Music Blog Visualization with Pandas

Katie Wojciechowski
Aug 14
3 min read

My friend came up with some awesome visualizations for the music website we both write for.

However, he realized after the fact that he could have worked with the data FAR more efficiently if he had used Pandas instead of just Numpy and a bunch of Python loops and functions. So, I set about reworking the code to utilize Pandas to get the same output for one of the most popular charts! For the consumer, this wouldn't make a difference, but it makes it cleaner on the back end and easier to incorporate new data in the future.

Originally, my friend had loaded the data (housed in a CSV) by looping through each line of the CSV and assigning a bunch of items to a bunch of lists (a few of which are pictured above).

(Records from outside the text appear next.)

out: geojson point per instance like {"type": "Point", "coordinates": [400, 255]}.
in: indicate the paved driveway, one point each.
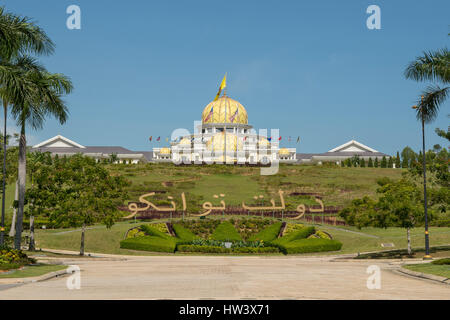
{"type": "Point", "coordinates": [214, 277]}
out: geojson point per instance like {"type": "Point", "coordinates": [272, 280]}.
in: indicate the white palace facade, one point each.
{"type": "Point", "coordinates": [225, 136]}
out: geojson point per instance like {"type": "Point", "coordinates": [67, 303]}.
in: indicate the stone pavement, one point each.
{"type": "Point", "coordinates": [219, 277]}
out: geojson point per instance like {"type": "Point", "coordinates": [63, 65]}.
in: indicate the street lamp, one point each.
{"type": "Point", "coordinates": [424, 166]}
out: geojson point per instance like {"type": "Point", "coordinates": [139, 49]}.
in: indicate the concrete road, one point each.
{"type": "Point", "coordinates": [214, 277]}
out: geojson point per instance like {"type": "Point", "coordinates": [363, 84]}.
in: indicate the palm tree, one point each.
{"type": "Point", "coordinates": [18, 35]}
{"type": "Point", "coordinates": [432, 66]}
{"type": "Point", "coordinates": [40, 95]}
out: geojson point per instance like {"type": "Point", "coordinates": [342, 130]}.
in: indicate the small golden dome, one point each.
{"type": "Point", "coordinates": [185, 141]}
{"type": "Point", "coordinates": [214, 112]}
{"type": "Point", "coordinates": [283, 152]}
{"type": "Point", "coordinates": [217, 142]}
{"type": "Point", "coordinates": [264, 142]}
{"type": "Point", "coordinates": [164, 151]}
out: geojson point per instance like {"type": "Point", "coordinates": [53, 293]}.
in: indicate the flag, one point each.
{"type": "Point", "coordinates": [210, 114]}
{"type": "Point", "coordinates": [223, 85]}
{"type": "Point", "coordinates": [234, 115]}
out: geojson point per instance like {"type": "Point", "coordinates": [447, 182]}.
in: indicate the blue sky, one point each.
{"type": "Point", "coordinates": [310, 68]}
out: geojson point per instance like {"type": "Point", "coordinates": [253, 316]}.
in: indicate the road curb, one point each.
{"type": "Point", "coordinates": [422, 275]}
{"type": "Point", "coordinates": [43, 277]}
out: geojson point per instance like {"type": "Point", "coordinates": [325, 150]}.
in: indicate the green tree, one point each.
{"type": "Point", "coordinates": [40, 96]}
{"type": "Point", "coordinates": [76, 191]}
{"type": "Point", "coordinates": [399, 205]}
{"type": "Point", "coordinates": [431, 66]}
{"type": "Point", "coordinates": [18, 35]}
{"type": "Point", "coordinates": [408, 156]}
{"type": "Point", "coordinates": [443, 134]}
{"type": "Point", "coordinates": [348, 162]}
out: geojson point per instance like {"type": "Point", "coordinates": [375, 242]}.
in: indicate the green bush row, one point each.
{"type": "Point", "coordinates": [150, 231]}
{"type": "Point", "coordinates": [308, 245]}
{"type": "Point", "coordinates": [303, 233]}
{"type": "Point", "coordinates": [267, 234]}
{"type": "Point", "coordinates": [226, 232]}
{"type": "Point", "coordinates": [183, 233]}
{"type": "Point", "coordinates": [149, 243]}
{"type": "Point", "coordinates": [445, 261]}
{"type": "Point", "coordinates": [217, 249]}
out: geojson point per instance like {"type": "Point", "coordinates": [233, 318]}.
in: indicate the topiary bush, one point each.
{"type": "Point", "coordinates": [149, 243]}
{"type": "Point", "coordinates": [226, 232]}
{"type": "Point", "coordinates": [150, 231]}
{"type": "Point", "coordinates": [183, 233]}
{"type": "Point", "coordinates": [220, 249]}
{"type": "Point", "coordinates": [268, 234]}
{"type": "Point", "coordinates": [445, 261]}
{"type": "Point", "coordinates": [309, 245]}
{"type": "Point", "coordinates": [13, 259]}
{"type": "Point", "coordinates": [303, 233]}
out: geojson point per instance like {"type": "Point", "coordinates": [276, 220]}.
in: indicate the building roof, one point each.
{"type": "Point", "coordinates": [61, 145]}
{"type": "Point", "coordinates": [353, 146]}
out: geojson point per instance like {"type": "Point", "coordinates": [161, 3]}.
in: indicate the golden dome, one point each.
{"type": "Point", "coordinates": [283, 152]}
{"type": "Point", "coordinates": [185, 141]}
{"type": "Point", "coordinates": [214, 112]}
{"type": "Point", "coordinates": [217, 142]}
{"type": "Point", "coordinates": [264, 142]}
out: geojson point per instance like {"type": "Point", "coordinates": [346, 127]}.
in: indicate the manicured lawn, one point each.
{"type": "Point", "coordinates": [33, 271]}
{"type": "Point", "coordinates": [102, 240]}
{"type": "Point", "coordinates": [438, 270]}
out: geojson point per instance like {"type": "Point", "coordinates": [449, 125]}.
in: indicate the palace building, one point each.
{"type": "Point", "coordinates": [225, 136]}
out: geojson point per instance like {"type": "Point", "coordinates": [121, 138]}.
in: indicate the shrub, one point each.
{"type": "Point", "coordinates": [149, 243]}
{"type": "Point", "coordinates": [219, 249]}
{"type": "Point", "coordinates": [300, 234]}
{"type": "Point", "coordinates": [135, 232]}
{"type": "Point", "coordinates": [13, 259]}
{"type": "Point", "coordinates": [183, 233]}
{"type": "Point", "coordinates": [323, 235]}
{"type": "Point", "coordinates": [309, 245]}
{"type": "Point", "coordinates": [268, 234]}
{"type": "Point", "coordinates": [150, 231]}
{"type": "Point", "coordinates": [292, 227]}
{"type": "Point", "coordinates": [226, 232]}
{"type": "Point", "coordinates": [445, 261]}
{"type": "Point", "coordinates": [162, 227]}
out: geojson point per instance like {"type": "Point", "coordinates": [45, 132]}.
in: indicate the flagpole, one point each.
{"type": "Point", "coordinates": [225, 128]}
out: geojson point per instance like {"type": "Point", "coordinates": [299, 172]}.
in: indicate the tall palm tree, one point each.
{"type": "Point", "coordinates": [432, 66]}
{"type": "Point", "coordinates": [40, 96]}
{"type": "Point", "coordinates": [18, 35]}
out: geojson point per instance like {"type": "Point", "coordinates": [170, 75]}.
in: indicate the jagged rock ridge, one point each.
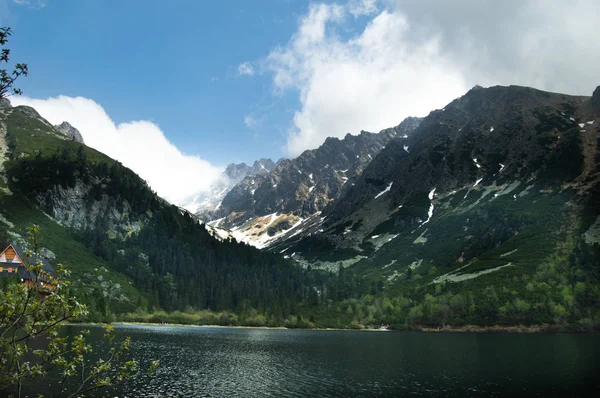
{"type": "Point", "coordinates": [205, 203]}
{"type": "Point", "coordinates": [260, 209]}
{"type": "Point", "coordinates": [480, 183]}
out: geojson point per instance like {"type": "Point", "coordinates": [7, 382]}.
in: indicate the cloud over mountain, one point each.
{"type": "Point", "coordinates": [414, 56]}
{"type": "Point", "coordinates": [139, 145]}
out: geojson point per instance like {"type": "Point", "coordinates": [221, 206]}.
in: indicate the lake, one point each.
{"type": "Point", "coordinates": [254, 362]}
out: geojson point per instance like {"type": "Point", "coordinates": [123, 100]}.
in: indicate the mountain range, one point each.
{"type": "Point", "coordinates": [485, 211]}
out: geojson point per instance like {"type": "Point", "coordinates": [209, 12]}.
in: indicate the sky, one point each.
{"type": "Point", "coordinates": [178, 89]}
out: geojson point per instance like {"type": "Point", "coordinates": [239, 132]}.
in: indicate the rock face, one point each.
{"type": "Point", "coordinates": [261, 208]}
{"type": "Point", "coordinates": [28, 111]}
{"type": "Point", "coordinates": [493, 166]}
{"type": "Point", "coordinates": [305, 185]}
{"type": "Point", "coordinates": [4, 103]}
{"type": "Point", "coordinates": [205, 203]}
{"type": "Point", "coordinates": [69, 131]}
{"type": "Point", "coordinates": [71, 206]}
{"type": "Point", "coordinates": [596, 99]}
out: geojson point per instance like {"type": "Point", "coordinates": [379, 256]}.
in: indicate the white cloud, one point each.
{"type": "Point", "coordinates": [416, 56]}
{"type": "Point", "coordinates": [245, 69]}
{"type": "Point", "coordinates": [31, 3]}
{"type": "Point", "coordinates": [139, 145]}
{"type": "Point", "coordinates": [362, 7]}
{"type": "Point", "coordinates": [250, 121]}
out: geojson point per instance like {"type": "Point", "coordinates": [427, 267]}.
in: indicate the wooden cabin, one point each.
{"type": "Point", "coordinates": [15, 262]}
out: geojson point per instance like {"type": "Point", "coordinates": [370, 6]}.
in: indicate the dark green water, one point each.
{"type": "Point", "coordinates": [229, 362]}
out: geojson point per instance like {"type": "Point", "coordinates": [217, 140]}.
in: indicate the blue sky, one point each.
{"type": "Point", "coordinates": [172, 62]}
{"type": "Point", "coordinates": [178, 89]}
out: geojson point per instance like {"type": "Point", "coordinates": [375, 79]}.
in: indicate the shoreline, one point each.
{"type": "Point", "coordinates": [419, 329]}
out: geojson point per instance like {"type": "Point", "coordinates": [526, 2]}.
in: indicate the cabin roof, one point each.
{"type": "Point", "coordinates": [31, 260]}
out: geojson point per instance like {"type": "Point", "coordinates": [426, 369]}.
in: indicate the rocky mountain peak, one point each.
{"type": "Point", "coordinates": [4, 103]}
{"type": "Point", "coordinates": [262, 166]}
{"type": "Point", "coordinates": [237, 171]}
{"type": "Point", "coordinates": [69, 131]}
{"type": "Point", "coordinates": [596, 99]}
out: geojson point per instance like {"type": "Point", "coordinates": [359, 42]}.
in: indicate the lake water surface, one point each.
{"type": "Point", "coordinates": [230, 362]}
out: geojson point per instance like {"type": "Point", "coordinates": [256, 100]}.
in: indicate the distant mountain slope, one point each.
{"type": "Point", "coordinates": [125, 245]}
{"type": "Point", "coordinates": [260, 209]}
{"type": "Point", "coordinates": [205, 203]}
{"type": "Point", "coordinates": [499, 182]}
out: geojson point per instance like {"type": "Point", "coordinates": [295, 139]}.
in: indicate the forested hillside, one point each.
{"type": "Point", "coordinates": [129, 249]}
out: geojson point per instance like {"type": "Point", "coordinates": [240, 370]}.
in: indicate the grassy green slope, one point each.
{"type": "Point", "coordinates": [28, 137]}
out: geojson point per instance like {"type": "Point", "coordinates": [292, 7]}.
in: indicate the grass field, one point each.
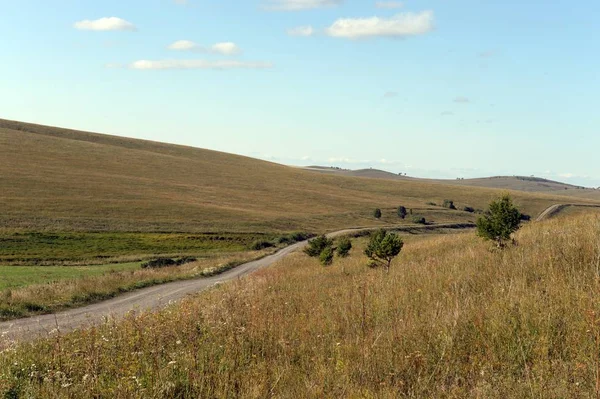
{"type": "Point", "coordinates": [452, 319]}
{"type": "Point", "coordinates": [22, 276]}
{"type": "Point", "coordinates": [84, 248]}
{"type": "Point", "coordinates": [60, 180]}
{"type": "Point", "coordinates": [27, 291]}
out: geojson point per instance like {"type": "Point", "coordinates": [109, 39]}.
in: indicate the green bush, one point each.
{"type": "Point", "coordinates": [382, 248]}
{"type": "Point", "coordinates": [449, 204]}
{"type": "Point", "coordinates": [402, 212]}
{"type": "Point", "coordinates": [317, 245]}
{"type": "Point", "coordinates": [344, 247]}
{"type": "Point", "coordinates": [500, 222]}
{"type": "Point", "coordinates": [261, 244]}
{"type": "Point", "coordinates": [326, 256]}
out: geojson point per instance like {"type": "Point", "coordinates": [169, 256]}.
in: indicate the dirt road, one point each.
{"type": "Point", "coordinates": [151, 298]}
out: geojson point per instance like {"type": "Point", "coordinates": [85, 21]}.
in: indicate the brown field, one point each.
{"type": "Point", "coordinates": [453, 319]}
{"type": "Point", "coordinates": [62, 180]}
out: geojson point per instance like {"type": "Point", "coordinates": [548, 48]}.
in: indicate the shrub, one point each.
{"type": "Point", "coordinates": [261, 244]}
{"type": "Point", "coordinates": [419, 220]}
{"type": "Point", "coordinates": [500, 222]}
{"type": "Point", "coordinates": [344, 247]}
{"type": "Point", "coordinates": [294, 237]}
{"type": "Point", "coordinates": [317, 245]}
{"type": "Point", "coordinates": [449, 204]}
{"type": "Point", "coordinates": [326, 256]}
{"type": "Point", "coordinates": [383, 247]}
{"type": "Point", "coordinates": [167, 262]}
{"type": "Point", "coordinates": [402, 212]}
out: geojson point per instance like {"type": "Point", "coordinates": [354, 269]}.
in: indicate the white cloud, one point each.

Here’s what I did instead.

Pointed to the filepath on my desktop with a variable called SWIMSTATS.
Saved readable rows (a list called clean_lines) to a Pandas DataFrame.

I quickly realized there was a problem with reading the CSV. Based on the error messages, it seemed at least one row of the document had 11 fields instead of 10. I counted all the rows with unexpected field counts and found out there were 68 - that’s a few too many to ignore, since the whole document only has a few hundred rows.

Compiled a list of unreadable rows and diagnosed the problem.

So, I created a list of “bad” rows and printed out something like this for each one, naming the row number, the amount of fields, and the content of whatever’s in an unexpected field:

Line 412 has 11 fields.

Extra fields beyond expected columns: [' ']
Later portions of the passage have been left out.